Ricky sospirò e mi disse che prima doveva darsi una sistemata. Per fare più in fretta la aiutai a ripulire la pelliccia e le procurai una borsa con del ghiaccio per i lividi.
Ci sedemmo al tavolo della cucina con due grosse tazze di latte ai cereali.
« Mi è successa una cosa strana, mi sono svegliata nel cuore della notte con una sensazione di nostalgia nel petto. Il mio corpo smaniava di camminare tra gli alberi, di posare i piedi sulla neve soffice, appena caduta. Volevo vedere la Luna piena ».
« Sei impazzita? Insomma ti senti bene? » era pur sempre la figlia di due lupi, ma gli umani non stanno svegli la notte per guardare la Luna, o almeno generalmente. Per qualche strano motivo condivideva la mia stessa, particolare passione.
Mi rimproverò con lo sguardo.
« Sto bene, ma il mio corpo ha agito d’istinto, non lo so, non ho saputo resistere. Così sono uscita e sono corsa nella foresta. Ho inseguito il cielo nascosto dalle nuvole, fino a che non ho trovato uno spicchio di sereno. La Luna era così bella, mi sono imbambolata a guardarla, ma quel mannaro deve aver seguito il mio odore, come sicuramente hai fatto anche tu e mi ha trovato e… » strinse i pugni sul pelo della pelliccia a lei tanto cara e abbassò lo sguardo, le mie mani andarono immediatamente a coprire le sue per confortarla.

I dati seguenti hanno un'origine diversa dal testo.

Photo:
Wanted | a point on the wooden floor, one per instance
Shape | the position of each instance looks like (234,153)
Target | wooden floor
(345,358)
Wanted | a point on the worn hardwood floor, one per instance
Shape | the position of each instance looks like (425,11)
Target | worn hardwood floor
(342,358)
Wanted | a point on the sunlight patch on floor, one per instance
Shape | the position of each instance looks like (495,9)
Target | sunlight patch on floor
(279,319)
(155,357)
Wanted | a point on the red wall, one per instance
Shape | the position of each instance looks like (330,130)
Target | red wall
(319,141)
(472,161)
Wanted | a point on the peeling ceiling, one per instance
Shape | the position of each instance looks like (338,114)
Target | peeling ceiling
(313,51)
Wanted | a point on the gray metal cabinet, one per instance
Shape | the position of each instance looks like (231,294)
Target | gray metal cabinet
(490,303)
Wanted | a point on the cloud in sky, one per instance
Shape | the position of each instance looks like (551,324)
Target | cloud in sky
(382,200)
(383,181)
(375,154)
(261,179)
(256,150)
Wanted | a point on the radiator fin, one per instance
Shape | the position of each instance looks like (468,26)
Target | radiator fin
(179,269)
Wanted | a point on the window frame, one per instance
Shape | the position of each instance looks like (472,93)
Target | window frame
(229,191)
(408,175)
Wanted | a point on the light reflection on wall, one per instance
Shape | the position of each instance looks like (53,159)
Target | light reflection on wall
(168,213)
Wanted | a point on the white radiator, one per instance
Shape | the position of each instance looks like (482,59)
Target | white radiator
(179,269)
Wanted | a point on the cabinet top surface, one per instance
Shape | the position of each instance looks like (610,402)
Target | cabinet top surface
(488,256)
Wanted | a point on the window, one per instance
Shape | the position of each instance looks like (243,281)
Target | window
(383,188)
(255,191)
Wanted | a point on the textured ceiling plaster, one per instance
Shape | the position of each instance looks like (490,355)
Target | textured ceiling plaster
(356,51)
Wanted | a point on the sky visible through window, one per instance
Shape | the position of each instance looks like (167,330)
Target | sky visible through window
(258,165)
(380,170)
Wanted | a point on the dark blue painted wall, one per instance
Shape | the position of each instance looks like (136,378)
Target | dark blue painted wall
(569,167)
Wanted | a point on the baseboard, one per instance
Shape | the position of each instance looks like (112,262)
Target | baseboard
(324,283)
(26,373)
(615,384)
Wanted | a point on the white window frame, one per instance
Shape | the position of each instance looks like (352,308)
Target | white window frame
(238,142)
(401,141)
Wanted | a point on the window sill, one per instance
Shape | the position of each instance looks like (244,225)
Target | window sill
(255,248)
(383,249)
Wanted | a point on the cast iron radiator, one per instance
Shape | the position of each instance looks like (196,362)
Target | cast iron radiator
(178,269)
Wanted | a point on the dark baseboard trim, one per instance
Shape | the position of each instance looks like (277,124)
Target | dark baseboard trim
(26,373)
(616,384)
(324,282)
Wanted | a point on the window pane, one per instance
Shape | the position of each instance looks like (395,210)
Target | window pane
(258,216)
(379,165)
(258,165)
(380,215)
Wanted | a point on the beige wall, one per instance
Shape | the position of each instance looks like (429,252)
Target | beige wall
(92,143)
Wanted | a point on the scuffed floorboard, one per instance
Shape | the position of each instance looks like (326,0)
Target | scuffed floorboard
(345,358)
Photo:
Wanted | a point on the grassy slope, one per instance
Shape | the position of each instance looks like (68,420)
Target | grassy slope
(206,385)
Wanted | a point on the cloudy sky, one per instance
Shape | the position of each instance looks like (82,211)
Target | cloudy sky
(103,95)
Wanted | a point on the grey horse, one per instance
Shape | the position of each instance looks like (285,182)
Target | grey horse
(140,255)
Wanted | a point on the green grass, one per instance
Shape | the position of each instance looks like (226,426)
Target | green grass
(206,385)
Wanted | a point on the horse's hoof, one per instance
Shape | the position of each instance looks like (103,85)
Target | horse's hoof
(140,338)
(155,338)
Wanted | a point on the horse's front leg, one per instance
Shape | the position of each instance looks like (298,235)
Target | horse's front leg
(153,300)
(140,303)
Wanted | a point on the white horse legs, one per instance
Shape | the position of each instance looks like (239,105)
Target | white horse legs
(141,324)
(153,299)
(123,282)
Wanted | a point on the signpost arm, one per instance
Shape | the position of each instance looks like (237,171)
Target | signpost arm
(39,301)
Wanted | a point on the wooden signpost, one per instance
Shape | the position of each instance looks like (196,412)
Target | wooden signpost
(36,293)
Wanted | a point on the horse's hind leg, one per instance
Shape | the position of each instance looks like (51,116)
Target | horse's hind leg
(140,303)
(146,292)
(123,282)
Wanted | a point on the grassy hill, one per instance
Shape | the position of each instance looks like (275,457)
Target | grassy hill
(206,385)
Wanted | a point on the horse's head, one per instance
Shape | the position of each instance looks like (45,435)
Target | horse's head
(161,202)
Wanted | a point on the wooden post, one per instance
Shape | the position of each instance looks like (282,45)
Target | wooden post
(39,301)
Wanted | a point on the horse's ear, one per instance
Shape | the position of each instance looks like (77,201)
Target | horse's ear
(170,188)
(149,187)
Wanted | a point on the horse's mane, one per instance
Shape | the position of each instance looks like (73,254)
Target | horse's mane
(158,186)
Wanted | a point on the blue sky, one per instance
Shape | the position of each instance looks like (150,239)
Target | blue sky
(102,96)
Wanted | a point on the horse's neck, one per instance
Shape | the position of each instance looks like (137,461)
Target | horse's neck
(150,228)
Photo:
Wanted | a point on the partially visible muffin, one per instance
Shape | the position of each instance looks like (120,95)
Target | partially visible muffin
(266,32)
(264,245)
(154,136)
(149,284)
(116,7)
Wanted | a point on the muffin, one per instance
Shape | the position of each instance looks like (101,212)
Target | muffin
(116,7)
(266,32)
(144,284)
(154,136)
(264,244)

« Mi ha attaccato. Mi ha colto alla sprovvista, ho tentato di fuggire ma era inutile. Era troppo veloce. Ho corso fino allo sfinimento, poi ho dovuto appoggiarmi a un tronco e respirare. Il resto lo sai ».
Mi sorrise ancora e come ogni volta, il mio cuore perse alcuni battiti.
« Jacob, io… ti devo la vita. Sei un ragazzo meraviglioso. Sei dolce e altruista e… mi sto affezionando a te… »
Il cuore si risvegliò e fece le capriole. Sentii le mie guance avvampare.
« Ti ho già detto che non devi preoccuparti. Non avrei potuto lasciarti nei guai, mi sono spaventato a morte » poi l’imbarazzo mi fece pronunciare una frase totalmente idiota. Il mio cervello pensò: ”anch’io mi sono affezionato a te… ”, ma la mia boccaccia disse:
« Sai, ti preferisco quando non sei scorbutica come al solito ».
Ricky si alzò da tavola e mi sputò in faccia una frase in norvegese che non capii, ma dal tono, era sicuramente un insulto.
La guardai mentre si allontanava dalla cucina e mi lasciava solo. Il suo lato irascibile era uscito nuovamente allo scoperto.
Contraddizioni…
Eppure quel carattere così complicato non mi era nuovo. C’era qualcun altro, qualcuno che conoscevo alla perfezione che si comportava alla stessa maniera, una persona gentile e tranquilla, ma che si faceva spesso sopraffare dalla rabbia; ed ebbi un po’ di difficoltà ad ammettere che quella persona era proprio Jacob Black.